The preserves (canned goods) filled a 4×4′ table. All the jams, pickles, fruits, et cetera from across the entire state: one table top 4×4′. The quilts lined the walls, but I do not recall seeing any identifying tags hanging from them to tell you who/what/where.

Don asked if we could go see the poultry. YES! Certainly there would be a lot of birds! There’s an entire building set aside for birds.

Um. Yeah. Not. I figure – off the top of my head – that there were 40 birds. 12 bunnies. WOW. When I think of trying to make my way through the cages at the local county fair and all the variety of chickens… This was pitiful.

We watched the judging of a beef class (Red Angus). There was no announcer and you had to have some knowledge of agriculture to understand what they were doing. It was really very different from the fairs I have attended before where the beef was open applauded, lauded, and auctioned off to a local grocer or butcher. I’m not going to go into the ethics of raising beef for food (I am not vegan or vegetarian – I am an unashamed omnivore who likes red meat – sorry & yet I understand your position: is that OK?).
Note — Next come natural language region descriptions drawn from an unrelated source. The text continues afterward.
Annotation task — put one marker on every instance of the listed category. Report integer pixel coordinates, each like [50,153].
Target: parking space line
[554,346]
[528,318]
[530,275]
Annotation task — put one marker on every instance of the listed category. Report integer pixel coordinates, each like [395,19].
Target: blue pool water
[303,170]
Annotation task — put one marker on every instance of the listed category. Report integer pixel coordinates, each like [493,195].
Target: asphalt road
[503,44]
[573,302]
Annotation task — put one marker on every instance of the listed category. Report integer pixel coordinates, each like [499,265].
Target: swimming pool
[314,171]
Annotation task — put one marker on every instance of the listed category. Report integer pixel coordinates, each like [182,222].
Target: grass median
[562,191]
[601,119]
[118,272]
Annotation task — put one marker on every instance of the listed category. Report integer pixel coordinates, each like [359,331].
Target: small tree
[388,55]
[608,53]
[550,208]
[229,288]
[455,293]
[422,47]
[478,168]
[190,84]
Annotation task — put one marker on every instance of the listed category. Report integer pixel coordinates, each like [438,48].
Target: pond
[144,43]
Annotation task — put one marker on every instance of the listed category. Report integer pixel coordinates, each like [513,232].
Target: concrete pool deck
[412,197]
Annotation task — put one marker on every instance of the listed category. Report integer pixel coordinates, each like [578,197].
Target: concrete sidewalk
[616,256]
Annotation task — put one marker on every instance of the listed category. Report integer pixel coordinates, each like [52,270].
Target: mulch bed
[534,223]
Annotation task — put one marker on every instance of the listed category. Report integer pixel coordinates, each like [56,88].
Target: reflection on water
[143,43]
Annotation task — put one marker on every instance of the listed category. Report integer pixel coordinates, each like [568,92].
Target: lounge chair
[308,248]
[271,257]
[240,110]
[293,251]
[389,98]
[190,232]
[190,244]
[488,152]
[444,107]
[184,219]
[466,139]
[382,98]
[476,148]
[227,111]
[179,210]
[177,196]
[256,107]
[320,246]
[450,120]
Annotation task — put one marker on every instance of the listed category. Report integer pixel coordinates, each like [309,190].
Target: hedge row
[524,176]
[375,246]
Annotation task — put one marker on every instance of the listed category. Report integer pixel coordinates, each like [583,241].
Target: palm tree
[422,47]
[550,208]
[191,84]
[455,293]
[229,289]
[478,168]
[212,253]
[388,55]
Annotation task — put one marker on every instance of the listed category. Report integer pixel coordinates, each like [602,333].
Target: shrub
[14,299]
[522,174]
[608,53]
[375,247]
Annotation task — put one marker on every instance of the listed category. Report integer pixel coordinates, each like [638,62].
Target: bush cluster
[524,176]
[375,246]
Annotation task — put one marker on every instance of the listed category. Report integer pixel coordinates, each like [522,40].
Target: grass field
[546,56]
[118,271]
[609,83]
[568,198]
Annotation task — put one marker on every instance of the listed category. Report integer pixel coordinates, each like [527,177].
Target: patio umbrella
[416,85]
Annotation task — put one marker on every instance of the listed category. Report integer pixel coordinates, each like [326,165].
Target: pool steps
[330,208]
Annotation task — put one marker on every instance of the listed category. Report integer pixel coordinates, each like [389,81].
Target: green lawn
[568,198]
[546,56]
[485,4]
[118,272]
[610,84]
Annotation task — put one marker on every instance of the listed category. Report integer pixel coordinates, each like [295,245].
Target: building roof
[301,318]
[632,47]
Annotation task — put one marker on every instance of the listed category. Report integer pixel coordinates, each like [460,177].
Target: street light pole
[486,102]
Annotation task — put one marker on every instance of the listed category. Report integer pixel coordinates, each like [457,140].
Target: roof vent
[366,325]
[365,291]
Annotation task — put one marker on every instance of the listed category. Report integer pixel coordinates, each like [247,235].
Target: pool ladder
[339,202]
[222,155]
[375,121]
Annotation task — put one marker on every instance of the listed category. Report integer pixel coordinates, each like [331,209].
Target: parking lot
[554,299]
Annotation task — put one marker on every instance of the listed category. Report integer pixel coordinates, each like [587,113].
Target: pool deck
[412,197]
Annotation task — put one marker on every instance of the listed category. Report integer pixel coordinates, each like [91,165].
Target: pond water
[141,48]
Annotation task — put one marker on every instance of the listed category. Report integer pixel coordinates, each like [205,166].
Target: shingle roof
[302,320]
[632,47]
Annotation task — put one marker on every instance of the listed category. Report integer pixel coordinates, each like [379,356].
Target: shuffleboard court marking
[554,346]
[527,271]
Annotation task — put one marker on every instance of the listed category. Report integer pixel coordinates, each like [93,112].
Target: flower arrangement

We finally found our way into the amphitheatre despite the looks on the faces of the people working the fair. We had a map. the map showed the entrances in different places than where we were directed. We downloaded the map from the Oregon State Fair web site. It was the worst map ever. Well, close. Someone needs to inform the map makers for the State Fair that ALL maps should be oriented to the North and that gates/entrances/exits should be *clearly* marked.

We were still in a very good mood, despite everything I have written. We found our seats in the upper tier. Not many people were seated around us. The grey-haired men who came to take their places around us were giddy with anticipation: the last time they saw Joe Walsh was in 1971. Over forty years ago. Don was in Junior High, so these men were older than him.

And Joe Walsh, that 64-year-old rocker?

He rocked. He rolled. He engaged the audience. He put on a show. He proved that he remains one of the best guitarists of our generation. And the audience sang all of his golden oldies with him.

Thank you, Joe Walsh, for a good show.

You pick. I can’t. It was all good, even if you are sick and tired of Life’s Been Good to Me… It brought the house down.